Lo Yoga è un mezzo di realizzazione e salvezza spirituale, quindi variamente interpretato a seconda della scuola, nella quale viene insegnato. Nel linguaggio comune attuale con questa parola si intende un insieme di attività che spesso hanno poco a che fare con lo Yoga tradizionale. Molte persone, sebbene attratte dallo yoga, non possono frequentare regolarmente un corso sia per impegni lavorativi e familiari sia per questioni economiche. Questo però non deve scoraggiare l’aspirante allievo yoga che può muovere i primi passi in questo straordinario mondo anche da solo e comodamente a casa propria. In tal caso, però, sono necessari alcuni accorgimenti preparatori alla seduta di yoga in modo che possa svolgersi comodamente e senza intoppi. Per prima cosa bisogna scegliere una stanza e non cambiarla per nessun motivo. Non sono necessari materiali appositi o una location particolare, un tappetino e una stanza semplice sono più che sufficienti.

Qualora si volesse arricchire l’ambiente con accessori come candele, incensi o lampade con luci soffuse, niente e nessuno vieta di farlo. La cosa più importante è concentrarsi solo su questa attività senza distrazioni esterne come cellulari, o persone che potrebbero distogliervi dall’attività. Il primo mondo che l’allievo deve scoprire è quello degli “asana”, ovvero degli atteggiamenti posturali tipici dello yoga. Queste posizioni si possono scoprire prima da un punto di vista muscolo-articolare, poi, in modo pratico. Le posizioni non si possono classificare “facili” o “difficili” perché il grado di difficoltà non può essere stabilito oggettivamente o a priori, ma dipende da persona a persona. Certo è che ci sono alcune posizioni adatte ai principianti, altre ritenute più “avanzate”. Il primo esercizio che di solito l’aspirante è “il saluto al sole”.

Successivamente, dopo la prima posizione sopramenzionata, si consiglia di passare alla fase statica della lezione spesso ritenuta più complessa tanto a livello fisico che mentale.

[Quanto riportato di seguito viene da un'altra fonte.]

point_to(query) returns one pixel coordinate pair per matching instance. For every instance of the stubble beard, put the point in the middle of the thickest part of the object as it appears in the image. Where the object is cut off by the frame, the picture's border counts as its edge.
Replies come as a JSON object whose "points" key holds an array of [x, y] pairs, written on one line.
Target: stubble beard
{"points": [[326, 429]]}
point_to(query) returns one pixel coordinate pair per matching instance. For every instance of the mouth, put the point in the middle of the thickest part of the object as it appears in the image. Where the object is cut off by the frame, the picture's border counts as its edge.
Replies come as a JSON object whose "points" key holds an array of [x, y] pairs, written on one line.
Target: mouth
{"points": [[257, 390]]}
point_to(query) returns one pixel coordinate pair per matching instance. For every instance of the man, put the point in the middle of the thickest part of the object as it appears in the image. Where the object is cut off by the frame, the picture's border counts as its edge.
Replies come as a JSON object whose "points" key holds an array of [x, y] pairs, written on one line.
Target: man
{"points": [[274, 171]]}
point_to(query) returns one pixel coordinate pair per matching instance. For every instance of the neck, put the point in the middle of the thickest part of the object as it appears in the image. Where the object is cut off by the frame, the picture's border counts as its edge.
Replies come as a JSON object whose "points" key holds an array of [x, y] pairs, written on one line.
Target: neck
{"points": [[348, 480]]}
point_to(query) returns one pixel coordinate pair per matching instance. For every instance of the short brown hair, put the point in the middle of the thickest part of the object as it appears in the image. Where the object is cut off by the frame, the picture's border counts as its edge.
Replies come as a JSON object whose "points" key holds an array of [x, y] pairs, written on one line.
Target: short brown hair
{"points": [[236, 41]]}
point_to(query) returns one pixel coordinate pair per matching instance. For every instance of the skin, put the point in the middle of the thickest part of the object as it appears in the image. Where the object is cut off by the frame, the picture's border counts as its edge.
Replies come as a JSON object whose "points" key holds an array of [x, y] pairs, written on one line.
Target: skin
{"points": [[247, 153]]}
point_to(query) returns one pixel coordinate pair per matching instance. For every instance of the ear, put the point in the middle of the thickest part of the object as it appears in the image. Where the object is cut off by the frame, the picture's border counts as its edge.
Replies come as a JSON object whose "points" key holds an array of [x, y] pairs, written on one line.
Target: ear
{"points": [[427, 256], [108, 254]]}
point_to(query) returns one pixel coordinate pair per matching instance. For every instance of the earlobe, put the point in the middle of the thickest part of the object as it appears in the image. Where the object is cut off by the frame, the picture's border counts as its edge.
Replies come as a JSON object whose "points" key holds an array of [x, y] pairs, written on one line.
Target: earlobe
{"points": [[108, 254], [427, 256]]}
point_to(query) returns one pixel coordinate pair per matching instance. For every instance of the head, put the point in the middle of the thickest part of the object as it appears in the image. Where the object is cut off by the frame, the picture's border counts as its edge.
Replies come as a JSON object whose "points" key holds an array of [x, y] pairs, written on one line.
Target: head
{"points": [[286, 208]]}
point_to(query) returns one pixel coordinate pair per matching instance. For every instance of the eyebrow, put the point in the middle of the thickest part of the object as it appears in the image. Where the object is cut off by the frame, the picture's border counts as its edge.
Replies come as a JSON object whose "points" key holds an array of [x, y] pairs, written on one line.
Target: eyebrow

Parliamo delle posizioni sedute, dalle quali si può partire scegliendo quelle con le quali l’allievo può avere familiarità, in quanto usate anche nella ginnastica tradizionale. Tra queste possiamo menzionare la posizione della pinza o il triangolo a terra, tutti esempi di piegamento in avanti. Per quanto concerne, invece, i piegamenti all’indietro, le varianti più semplici della locusta o della posizione del ponte potranno essere conosciute facilmente con la pratica. Ma abbiamo parlato prima di una parte statica, infatti lo yoga non è mero esercizio fisico, dunque le posture vanno arricchite da un’attenzione al respiro che deve essere costante. Questa dovrebbe comportare una concentrazione completa sull’asana, cioè sulla posizione eseguita. Quando il tempo di mantenimento si considera eseguito, si scioglie la pozione e successivamente si passa alla fase di rilassamento che può essere realizzata a terra ad esempio con la posizione del cadavere o accovacciata con la posizione del bambino, ma anche seduta.

Questi sono solo alcuni consigli per incoraggiare tutti coloro che decidono di avvicinarsi allo yoga autonomamente. Si deve ricordare che comunque un insegnante qualificato è un aiuto fondamentale per chiunque voglia approfondire il cammino dello yoga. L’allievo praticante potrà, in ogni modo, trovare ampi chiarimenti di questi asana in molti testi oltre che sul web con immagini che indicano di volta in volta le posizioni da assumere.